The result of our effort is the spoken word poem linked at the bottom of this article. What did I learn from this exercise in imaginative reason? I learned that making art is hard, as all creating must be (nor is it ever perfect). I also learned that it is fun; there is joy in the hunt for beauty and truth; there is a special bond that is forged as Christians work together to make something beautiful. Most of all, my own imagination was stirred: in cultivating—yea, even creating—beauty, the curtain pulled back, even for a moment, and I caught a glimpse of the divine.

As followers of Christ, we are part of a story that is alive and true.

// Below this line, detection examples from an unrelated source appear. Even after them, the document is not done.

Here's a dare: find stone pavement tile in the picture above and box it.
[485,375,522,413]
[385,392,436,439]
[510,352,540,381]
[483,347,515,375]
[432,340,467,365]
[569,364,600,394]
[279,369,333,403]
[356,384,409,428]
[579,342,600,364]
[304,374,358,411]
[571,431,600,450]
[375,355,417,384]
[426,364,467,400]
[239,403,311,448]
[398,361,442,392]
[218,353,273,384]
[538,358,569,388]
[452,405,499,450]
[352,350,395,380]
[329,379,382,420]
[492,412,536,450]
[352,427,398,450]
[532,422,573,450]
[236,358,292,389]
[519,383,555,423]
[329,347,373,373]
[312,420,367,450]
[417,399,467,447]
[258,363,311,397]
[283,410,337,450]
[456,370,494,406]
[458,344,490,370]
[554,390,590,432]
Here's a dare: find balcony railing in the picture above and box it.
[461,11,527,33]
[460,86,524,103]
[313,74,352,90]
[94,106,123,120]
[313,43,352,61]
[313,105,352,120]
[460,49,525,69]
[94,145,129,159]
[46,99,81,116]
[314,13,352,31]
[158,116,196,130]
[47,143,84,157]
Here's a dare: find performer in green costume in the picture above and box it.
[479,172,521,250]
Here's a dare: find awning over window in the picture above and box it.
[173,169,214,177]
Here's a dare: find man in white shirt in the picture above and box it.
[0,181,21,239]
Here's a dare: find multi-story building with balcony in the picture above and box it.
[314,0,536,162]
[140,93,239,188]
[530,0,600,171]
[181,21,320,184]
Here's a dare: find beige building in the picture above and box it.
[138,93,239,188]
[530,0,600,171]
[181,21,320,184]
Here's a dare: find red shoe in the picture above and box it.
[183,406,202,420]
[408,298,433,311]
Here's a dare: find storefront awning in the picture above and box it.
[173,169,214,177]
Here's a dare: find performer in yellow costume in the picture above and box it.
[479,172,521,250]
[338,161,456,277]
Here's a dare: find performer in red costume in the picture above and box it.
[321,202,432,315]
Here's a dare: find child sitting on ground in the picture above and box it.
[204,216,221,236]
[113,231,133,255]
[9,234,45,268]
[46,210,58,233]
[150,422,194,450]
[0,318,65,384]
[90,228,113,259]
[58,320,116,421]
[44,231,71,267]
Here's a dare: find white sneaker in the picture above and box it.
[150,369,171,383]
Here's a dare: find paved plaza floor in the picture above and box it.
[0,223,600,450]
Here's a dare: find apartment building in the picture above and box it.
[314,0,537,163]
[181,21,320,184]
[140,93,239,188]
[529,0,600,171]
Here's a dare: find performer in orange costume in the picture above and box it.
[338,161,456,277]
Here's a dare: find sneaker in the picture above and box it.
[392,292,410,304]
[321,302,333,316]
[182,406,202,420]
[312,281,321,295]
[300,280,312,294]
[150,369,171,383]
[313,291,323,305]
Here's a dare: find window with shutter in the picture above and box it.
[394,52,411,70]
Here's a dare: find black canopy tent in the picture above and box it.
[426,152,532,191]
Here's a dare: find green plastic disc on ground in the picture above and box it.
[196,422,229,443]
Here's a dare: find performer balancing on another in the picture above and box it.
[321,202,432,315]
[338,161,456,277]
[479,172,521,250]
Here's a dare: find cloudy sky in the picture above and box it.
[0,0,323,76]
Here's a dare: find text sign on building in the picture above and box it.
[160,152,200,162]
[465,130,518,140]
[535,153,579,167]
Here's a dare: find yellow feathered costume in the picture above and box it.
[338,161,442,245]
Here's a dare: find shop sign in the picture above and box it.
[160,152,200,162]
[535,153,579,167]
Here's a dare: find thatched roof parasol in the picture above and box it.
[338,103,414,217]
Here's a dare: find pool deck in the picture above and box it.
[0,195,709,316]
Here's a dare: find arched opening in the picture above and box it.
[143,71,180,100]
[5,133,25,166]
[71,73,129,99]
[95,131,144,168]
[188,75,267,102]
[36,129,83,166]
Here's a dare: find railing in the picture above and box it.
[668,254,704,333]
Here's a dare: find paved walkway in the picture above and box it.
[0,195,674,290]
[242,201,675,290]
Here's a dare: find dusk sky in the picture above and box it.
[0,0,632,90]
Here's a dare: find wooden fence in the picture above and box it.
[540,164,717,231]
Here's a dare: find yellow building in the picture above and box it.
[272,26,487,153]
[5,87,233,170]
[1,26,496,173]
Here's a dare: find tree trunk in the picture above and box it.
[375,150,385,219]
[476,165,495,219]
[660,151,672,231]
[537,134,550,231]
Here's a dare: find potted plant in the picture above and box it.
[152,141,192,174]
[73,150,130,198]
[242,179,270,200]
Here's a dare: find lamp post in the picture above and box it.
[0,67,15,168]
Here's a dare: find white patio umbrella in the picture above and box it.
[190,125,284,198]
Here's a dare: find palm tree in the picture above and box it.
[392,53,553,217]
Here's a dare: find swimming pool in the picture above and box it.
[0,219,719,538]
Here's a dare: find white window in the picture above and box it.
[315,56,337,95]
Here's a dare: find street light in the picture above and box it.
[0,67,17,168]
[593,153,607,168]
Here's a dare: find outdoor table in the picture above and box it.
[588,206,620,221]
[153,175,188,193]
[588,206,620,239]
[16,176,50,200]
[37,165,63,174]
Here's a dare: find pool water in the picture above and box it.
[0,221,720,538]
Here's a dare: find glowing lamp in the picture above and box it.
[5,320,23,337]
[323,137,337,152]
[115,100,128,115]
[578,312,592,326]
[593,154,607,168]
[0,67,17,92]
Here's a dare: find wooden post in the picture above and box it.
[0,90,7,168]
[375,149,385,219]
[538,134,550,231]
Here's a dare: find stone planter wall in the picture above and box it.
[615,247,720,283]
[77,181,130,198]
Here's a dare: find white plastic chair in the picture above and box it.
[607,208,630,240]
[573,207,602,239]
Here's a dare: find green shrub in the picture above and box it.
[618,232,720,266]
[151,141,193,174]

The story of God’s pursuing love ought to move us to share this love with others (2 Corinthians 5:14-15). The Gospel story is the greatest story ever. It is more, even. It is the greatest possible story.[4] It understands you. And it is true. We must, in this age of cynicism, disenchantment and despair point others to the truth and beauty of Jesus and the Gospel. May we learn to cultivate our imaginative reason so others might find rest and forgiveness in this God who pursues.


[1]Andy Crouch, Culture Making (Downers Grove, IL: InterVarsity, 2008).
[2]C.S. Lewis, Surprised by Joy (New York: Harcourt, 1955), 170.
[3]Consider the atheist physicist Lawrence M. Krauss, who tells us that science, not the Bible, provides us “the greatest story ever told” (The Greatest Story Ever Told—So Far [New York: Atria Books, 2017], 2). What is the story of our existence according to science? It is that “there is no obvious plan or purpose to the world we find ourselves living in. Our existence was not preordained, but appears to be a curious accident” (ibid., 4).
[4]When considering why God might allow evil and suffering, Alvin Plantinga suggests “perhaps all the best possible worlds contain incarnation and atonement, or at any rate atonement.” See Alvin Plantinga, Where the Conflict Really Lies (Oxford: Oxford University Press, 2011), 59.